Tuesday, April 5, 2016

The value of the P-value

Scientist tend to place a lot of importance in the P value. PIs loose grants over P values, grad students have nervous break downs over “insignificant data”, undergraduates desperately look for outliers they can redo to correct that p-value. Is the P-value really that important?

As we have learned in class this semester, the p-value is the probability of obtaining a result equal to or more extreme than predicted with the null hypothesis. So a low p-value indicates that it was unlikely that random chance gave you such an outlying result. Many scientist would stop when they see that low number, wipe the sweat off their brows, and submit their grant or paper.

However is a p-value of 0.051 really all that much worse than a p value of 0.049? Is the difference between those p-values really worth a nervous breakdown? The p-value is an arbitrary line drawn by scientists, and often young scientists fail to look beyond it. A p-value is just one statistical number that can be used in conjunction with other statistical values such as the mean, confidence interval, and error, to make a decision about the implications of an experiment.

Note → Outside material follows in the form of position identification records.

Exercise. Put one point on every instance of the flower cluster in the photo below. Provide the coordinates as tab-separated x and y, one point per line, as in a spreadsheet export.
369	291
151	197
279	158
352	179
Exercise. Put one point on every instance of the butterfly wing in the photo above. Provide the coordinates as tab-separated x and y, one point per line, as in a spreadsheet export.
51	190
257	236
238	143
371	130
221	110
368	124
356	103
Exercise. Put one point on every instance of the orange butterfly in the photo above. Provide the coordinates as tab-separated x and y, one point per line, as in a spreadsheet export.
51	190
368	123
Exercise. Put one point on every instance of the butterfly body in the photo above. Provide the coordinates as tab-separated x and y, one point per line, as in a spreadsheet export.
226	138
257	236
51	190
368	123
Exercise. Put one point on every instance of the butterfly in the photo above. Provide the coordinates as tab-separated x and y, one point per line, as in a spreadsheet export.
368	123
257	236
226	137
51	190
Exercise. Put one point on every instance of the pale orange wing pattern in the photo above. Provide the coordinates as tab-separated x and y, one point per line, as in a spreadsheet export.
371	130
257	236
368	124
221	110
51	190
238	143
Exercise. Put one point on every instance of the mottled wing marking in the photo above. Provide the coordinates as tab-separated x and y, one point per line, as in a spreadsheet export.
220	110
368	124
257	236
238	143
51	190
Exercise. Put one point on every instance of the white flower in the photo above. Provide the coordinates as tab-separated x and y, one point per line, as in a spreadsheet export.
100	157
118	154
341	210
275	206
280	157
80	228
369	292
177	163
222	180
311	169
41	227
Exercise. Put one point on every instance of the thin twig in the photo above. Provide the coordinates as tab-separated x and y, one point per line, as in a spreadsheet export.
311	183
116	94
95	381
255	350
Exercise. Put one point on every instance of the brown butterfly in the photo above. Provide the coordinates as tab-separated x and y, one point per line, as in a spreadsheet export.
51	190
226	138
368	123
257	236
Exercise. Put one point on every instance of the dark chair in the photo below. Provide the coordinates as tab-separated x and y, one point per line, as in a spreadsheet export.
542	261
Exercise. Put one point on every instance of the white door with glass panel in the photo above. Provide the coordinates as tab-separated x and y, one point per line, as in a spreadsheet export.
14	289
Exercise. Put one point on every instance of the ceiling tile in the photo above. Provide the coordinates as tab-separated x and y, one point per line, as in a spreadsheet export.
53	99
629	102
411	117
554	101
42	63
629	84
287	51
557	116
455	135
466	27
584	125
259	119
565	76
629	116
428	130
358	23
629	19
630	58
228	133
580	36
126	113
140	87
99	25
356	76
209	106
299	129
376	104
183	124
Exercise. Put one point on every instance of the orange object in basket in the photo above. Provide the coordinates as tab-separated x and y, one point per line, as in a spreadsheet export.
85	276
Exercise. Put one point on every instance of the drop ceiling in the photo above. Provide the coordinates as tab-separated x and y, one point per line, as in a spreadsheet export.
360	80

A scientist needs to use his/her judgment to conclude if an experiment is worth pursuing further or if it is a waste of time; a significant or insignificant p value should not make that decision. An insignificant p-value does not mean the data was worthless, but only a clear minded scientist can determine what it actually means. Likewise, but much less considered, a significant p-value does not mean that the experiment showed a result worth celebrating over. Your significant p-value might indicate that your drug decreased the stress levels of mice 10%, but is a 10% decrease in mice stress really significant for any application?

These sorts of questions are what scientists should be thinking about. In one experiment, a p-value may hold a lot of weight, but in another experiment, the confidence interval might tell much more about the results. Scientist must be able to analyze their data, not just statistically, but critically to know what their statistics are actually telling them.

1 comment:

  1. Great post! I completely agree. A scientist's most unique skill is to think critically about the problems and hypotheses they are interested in (as well as thinking EXTRA critically about other people's problem's and hypotheses). However, this ability seems to completely disappear at the end of an experiment, when most of us find ourselves staring at the computer and hoping at least one asterisk pops up in our analysis. I wonder if this is a cognitive issue, a cultural issue, or both. Regardless, I agree that we as a community need to be more conscious about fostering important research rather than just "significant" research.